Organised crime against businesses is becoming more prevalent in the MENA region and companies should invest more time and money into preventive measures
Part of a multinational risks series supported by
In the Gulf States, there is a discrepancy between what governments and some official outside agencies are saying about fraud and corruption and what is actually happening.
As the latest fraud report from risk consultant Kroll notes, the Gulf has the unhappy record in the MENA region as a source of many kinds of crimes against business in a disappointing turnaround from previous trends. It notes that 35% of respondents reported incidents of information theft; 30% fraud by vendors or procurers along the supply chain; 28% market collusion; and 24% conflict of interest among management.
One of the few types of fraud to which companies feel they are not exposed is money laundering.
To take only the frequency of conflict of interest, it means that managers in no less than one quarter of respondent companies were actually working against the interests of their employers. Faced with such a multitude of threats, it is unsurprising that more and more Gulf-based companies are investing in information security and financial controls.
However, according to Kroll, this may not be sufficient. The company suggests multinationals should be investing more time and money into staff training and – normally an effective preventive measure – whistleblower hotlines.
Cost of fraud
In the meantime, the average cost of fraud in the Gulf, measured in financial terms alone, is said to be running at 1.6% of corporate revenues.
Although not confined to the MENA region, organised crime against business is becoming more sophisticated and threatening. For instance, trade financing is usually an attractive method of funding because it is short term, self liquidating and spread over several parties.
However, as Neil Ross, AIG’s regional manager EMEA trade credit, warns: “We’ve seen techniques that are used to set up companies that pass normal credit-vetting procedures, only to disappear in the future and leave no trace of the goods supplied on credit terms.”

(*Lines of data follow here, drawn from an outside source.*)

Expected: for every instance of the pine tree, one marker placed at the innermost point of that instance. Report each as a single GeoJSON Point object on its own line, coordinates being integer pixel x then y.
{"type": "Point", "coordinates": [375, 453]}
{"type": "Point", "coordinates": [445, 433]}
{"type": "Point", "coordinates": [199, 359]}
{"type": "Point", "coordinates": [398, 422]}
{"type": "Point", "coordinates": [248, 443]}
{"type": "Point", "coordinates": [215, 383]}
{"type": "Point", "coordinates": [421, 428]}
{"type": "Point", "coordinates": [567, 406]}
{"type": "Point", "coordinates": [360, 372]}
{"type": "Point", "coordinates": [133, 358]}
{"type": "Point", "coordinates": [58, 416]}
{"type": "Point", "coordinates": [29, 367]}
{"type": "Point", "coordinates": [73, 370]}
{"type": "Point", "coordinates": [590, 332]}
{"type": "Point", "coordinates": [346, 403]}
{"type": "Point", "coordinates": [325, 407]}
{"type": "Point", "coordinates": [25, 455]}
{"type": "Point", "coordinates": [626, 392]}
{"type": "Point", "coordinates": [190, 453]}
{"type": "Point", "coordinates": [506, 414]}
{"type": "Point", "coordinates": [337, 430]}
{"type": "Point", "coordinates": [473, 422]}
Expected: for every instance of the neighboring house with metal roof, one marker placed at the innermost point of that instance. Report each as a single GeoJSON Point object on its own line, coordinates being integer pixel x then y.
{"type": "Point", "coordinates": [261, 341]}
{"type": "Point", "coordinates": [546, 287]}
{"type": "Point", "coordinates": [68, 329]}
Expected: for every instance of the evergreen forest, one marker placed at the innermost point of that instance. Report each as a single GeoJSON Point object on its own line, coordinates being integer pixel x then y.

One such fraud to watch for is ‘fresh-air invoicing’ by the client, which is often difficult to track because of the high volume of transactions being financed.
The lesson, Ross says, is to use extra checks rather than relying solely on publicly available information. Working closely with funders and clients, AIG has developed a technology that provides full visibility and tracking of the receivable assets on their sometimes perilous journey.